Оба друга сидели в курилке и поочерёдно затягивались одной сигаретой. Мимо через плац устало брели пыльные участники утреннего дозора. Старший наряда, увидев Шамшура, встрепенулся:
– Ромка, тебя сегодня на фланге спрашивали!
– Кто! – хором спросили Ермилов и Шамшур.
– Конь в пальто! Девка какая-то местная. А ну, давай колись, где ты уже наследить успел?
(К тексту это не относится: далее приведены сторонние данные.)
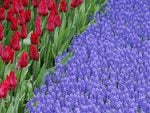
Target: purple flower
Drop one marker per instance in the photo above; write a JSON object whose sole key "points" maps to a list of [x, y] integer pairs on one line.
{"points": [[110, 69]]}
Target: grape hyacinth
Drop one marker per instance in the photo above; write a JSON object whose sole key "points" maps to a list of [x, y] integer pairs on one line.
{"points": [[110, 69]]}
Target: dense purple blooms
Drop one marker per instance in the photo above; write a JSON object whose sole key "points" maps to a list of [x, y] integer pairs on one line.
{"points": [[110, 69]]}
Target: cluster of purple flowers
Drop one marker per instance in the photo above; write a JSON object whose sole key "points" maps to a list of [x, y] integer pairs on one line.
{"points": [[110, 69]]}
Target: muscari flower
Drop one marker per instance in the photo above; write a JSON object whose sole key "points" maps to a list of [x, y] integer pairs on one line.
{"points": [[109, 71]]}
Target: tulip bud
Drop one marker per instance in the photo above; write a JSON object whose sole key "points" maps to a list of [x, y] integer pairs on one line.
{"points": [[6, 4], [42, 8], [2, 13], [15, 42], [14, 24], [63, 6], [34, 38], [12, 80], [57, 20], [38, 26], [1, 49], [23, 61], [35, 3], [27, 15], [25, 3], [10, 14], [1, 32], [51, 23], [7, 54], [24, 32], [22, 19], [34, 55], [4, 87]]}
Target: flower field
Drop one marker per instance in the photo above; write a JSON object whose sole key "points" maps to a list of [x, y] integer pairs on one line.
{"points": [[75, 56]]}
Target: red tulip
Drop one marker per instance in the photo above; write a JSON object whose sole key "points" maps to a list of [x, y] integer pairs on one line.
{"points": [[75, 3], [10, 14], [11, 55], [25, 3], [42, 8], [23, 61], [15, 42], [38, 26], [34, 55], [57, 20], [14, 23], [52, 5], [63, 6], [4, 87], [7, 54], [51, 23], [2, 13], [6, 4], [24, 32], [18, 6], [34, 38], [22, 19], [27, 15], [12, 80], [1, 32], [35, 3]]}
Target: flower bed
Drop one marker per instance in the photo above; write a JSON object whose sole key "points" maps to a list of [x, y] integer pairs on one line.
{"points": [[109, 69]]}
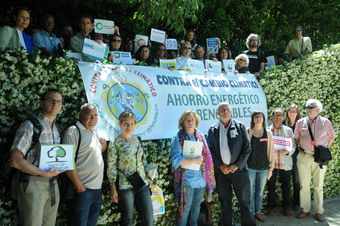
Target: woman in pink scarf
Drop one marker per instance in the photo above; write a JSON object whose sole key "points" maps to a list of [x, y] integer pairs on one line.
{"points": [[193, 169]]}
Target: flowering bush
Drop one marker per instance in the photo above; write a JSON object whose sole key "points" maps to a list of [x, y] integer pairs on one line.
{"points": [[23, 79]]}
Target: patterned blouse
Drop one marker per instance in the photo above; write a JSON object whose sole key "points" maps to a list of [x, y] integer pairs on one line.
{"points": [[125, 157]]}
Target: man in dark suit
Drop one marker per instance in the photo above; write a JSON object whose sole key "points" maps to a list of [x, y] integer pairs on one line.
{"points": [[229, 146]]}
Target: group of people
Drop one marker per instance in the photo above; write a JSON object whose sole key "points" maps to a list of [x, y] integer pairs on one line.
{"points": [[231, 158], [46, 41]]}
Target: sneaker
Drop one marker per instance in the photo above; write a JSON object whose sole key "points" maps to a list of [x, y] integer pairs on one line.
{"points": [[260, 217], [319, 217], [302, 215]]}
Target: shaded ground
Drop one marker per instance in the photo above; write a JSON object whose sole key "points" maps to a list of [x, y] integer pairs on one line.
{"points": [[332, 215]]}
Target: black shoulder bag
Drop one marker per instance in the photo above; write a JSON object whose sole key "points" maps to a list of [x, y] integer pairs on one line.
{"points": [[322, 154], [134, 179]]}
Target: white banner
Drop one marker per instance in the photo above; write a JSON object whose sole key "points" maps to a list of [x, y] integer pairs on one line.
{"points": [[159, 96]]}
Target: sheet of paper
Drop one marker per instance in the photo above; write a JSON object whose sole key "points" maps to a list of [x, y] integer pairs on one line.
{"points": [[196, 66], [270, 61], [120, 57], [157, 35], [104, 26], [229, 65], [140, 40], [94, 49], [213, 66], [171, 44], [282, 143], [213, 45], [58, 157], [192, 150], [167, 63]]}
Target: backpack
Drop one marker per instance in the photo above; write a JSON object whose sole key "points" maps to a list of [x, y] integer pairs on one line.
{"points": [[9, 176]]}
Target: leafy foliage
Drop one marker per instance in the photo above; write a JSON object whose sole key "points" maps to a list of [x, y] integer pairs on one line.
{"points": [[316, 76], [23, 79]]}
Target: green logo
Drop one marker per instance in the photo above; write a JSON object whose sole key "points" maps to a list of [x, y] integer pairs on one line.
{"points": [[56, 153], [126, 97]]}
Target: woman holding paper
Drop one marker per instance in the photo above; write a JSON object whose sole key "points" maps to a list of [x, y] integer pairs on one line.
{"points": [[193, 169], [127, 175], [260, 165], [283, 148]]}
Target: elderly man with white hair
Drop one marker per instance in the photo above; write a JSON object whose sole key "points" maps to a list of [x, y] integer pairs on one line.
{"points": [[323, 133], [256, 57]]}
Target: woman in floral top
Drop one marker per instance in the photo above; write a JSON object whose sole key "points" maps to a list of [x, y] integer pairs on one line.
{"points": [[125, 158]]}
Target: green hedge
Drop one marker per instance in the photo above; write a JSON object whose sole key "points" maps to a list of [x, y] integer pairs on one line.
{"points": [[23, 79]]}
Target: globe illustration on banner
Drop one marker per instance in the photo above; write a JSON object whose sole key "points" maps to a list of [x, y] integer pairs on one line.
{"points": [[126, 97]]}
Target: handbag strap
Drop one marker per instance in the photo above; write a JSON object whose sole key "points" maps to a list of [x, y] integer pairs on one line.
{"points": [[78, 145], [310, 133]]}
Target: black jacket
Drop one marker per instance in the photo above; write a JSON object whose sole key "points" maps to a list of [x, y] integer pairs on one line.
{"points": [[239, 145]]}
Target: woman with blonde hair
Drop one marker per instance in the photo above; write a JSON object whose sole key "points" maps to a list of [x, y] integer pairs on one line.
{"points": [[193, 169]]}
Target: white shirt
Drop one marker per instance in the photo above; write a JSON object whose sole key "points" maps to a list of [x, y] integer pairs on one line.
{"points": [[21, 39], [89, 162], [224, 147]]}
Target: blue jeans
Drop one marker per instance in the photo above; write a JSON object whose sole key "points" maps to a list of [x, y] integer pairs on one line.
{"points": [[87, 207], [192, 205], [258, 180], [142, 200]]}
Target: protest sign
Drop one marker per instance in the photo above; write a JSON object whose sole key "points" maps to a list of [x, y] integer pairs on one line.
{"points": [[157, 35], [141, 40], [94, 49], [196, 66], [213, 66], [282, 143], [171, 44], [167, 64], [104, 26], [229, 65], [158, 97], [213, 45], [270, 61], [57, 157], [119, 57]]}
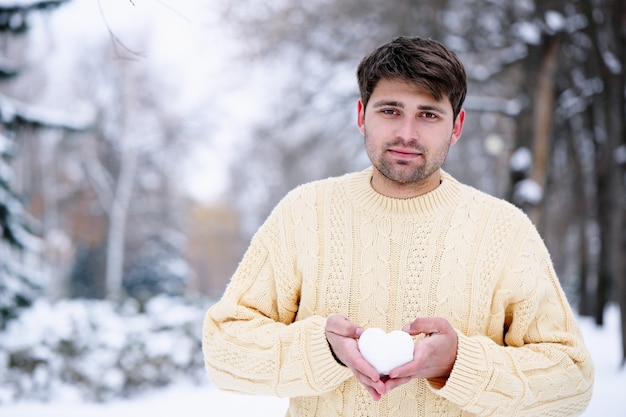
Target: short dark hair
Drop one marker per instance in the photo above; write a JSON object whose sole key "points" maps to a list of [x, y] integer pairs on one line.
{"points": [[423, 62]]}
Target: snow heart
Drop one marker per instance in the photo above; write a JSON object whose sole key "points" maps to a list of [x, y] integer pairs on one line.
{"points": [[385, 351]]}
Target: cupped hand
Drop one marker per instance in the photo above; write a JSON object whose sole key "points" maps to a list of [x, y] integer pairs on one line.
{"points": [[433, 357], [342, 336]]}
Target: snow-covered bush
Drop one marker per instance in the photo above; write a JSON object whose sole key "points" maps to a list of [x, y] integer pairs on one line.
{"points": [[95, 351]]}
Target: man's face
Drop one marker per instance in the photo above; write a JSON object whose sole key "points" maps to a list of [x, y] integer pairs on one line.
{"points": [[407, 137]]}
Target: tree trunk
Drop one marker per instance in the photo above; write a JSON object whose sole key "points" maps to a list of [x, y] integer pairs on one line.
{"points": [[542, 121]]}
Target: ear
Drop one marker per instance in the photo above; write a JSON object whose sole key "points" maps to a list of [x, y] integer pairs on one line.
{"points": [[457, 129], [360, 116]]}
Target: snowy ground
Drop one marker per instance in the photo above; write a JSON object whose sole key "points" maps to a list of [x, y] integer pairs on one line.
{"points": [[609, 398]]}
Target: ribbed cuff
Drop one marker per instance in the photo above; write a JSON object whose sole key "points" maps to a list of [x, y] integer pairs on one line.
{"points": [[469, 374], [326, 370]]}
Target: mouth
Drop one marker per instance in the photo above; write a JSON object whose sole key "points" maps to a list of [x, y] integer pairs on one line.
{"points": [[404, 153]]}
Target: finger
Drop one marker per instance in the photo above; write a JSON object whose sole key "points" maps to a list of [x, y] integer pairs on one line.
{"points": [[426, 325], [341, 325]]}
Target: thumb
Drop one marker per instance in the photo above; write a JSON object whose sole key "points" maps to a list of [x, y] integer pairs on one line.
{"points": [[425, 325]]}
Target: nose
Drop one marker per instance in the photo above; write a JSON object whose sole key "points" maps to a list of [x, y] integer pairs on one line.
{"points": [[407, 128]]}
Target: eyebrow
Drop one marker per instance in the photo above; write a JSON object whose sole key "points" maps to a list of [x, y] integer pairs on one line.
{"points": [[393, 103]]}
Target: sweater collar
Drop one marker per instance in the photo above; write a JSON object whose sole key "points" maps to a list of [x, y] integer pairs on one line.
{"points": [[444, 197]]}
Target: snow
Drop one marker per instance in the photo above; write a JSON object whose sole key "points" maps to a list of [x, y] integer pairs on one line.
{"points": [[527, 191], [201, 401], [386, 351], [521, 160]]}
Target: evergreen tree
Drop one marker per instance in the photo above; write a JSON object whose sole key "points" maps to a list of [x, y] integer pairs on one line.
{"points": [[20, 280]]}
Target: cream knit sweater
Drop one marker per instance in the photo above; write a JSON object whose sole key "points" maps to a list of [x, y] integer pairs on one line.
{"points": [[337, 246]]}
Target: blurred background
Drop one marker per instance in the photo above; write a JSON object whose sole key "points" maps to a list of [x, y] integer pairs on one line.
{"points": [[143, 142]]}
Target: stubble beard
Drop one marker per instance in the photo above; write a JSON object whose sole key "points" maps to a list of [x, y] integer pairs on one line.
{"points": [[403, 172]]}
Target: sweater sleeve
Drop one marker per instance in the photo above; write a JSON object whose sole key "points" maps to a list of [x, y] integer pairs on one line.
{"points": [[251, 341], [541, 367]]}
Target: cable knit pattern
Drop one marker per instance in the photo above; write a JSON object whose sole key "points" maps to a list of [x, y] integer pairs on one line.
{"points": [[337, 246]]}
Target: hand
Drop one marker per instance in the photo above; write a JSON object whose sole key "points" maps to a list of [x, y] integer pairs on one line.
{"points": [[433, 356], [342, 336]]}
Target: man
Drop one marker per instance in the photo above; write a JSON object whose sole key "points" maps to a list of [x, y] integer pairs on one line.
{"points": [[401, 245]]}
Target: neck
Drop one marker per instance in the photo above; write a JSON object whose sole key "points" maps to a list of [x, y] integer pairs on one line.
{"points": [[394, 189]]}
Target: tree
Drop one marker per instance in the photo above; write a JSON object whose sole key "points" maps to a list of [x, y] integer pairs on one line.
{"points": [[20, 276]]}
– Наш пострел везде поспел! – засмеялся другой дозорный. – Мы её спрашиваем: девочка, ты откуда нашего Шамшура знаешь? А она только хвостом крутит. Говорит, не ваше дело.
– Ловко так по-русски шпрехает! Признавайся, Рома, это ты её учил языку?
Шамшур пропустил мимо ушей подколки сослуживцев. Ему было плевать на их зубоскальство. Он ликовал! Значит, она всё же помнит о нём! Она пришла на фланг! Джамиля интересуется им!
– Что она ещё говорила? – кинулся он к солдатам.
Те пожали плечами:
– Вроде бы ничего больше. Спросила только – когда Шамшур будет на границе и всё.
– Так и спросила – Шамшур?
– Да, так и спросила, по фамилии.
Этот факт немного озадачил, ведь солдат свою фамилию девушке не говорил, и Кирильчук, вроде, тоже называл его только по имени. Он стал думать, что делать дальше? Выход напрашивался сам собой. Надо завтра днём быть на правом фланге в составе наряда. Дежурный, наверное, еще не закончил составление боевого расчёта, а если даже составил его, ничего страшного – подправит.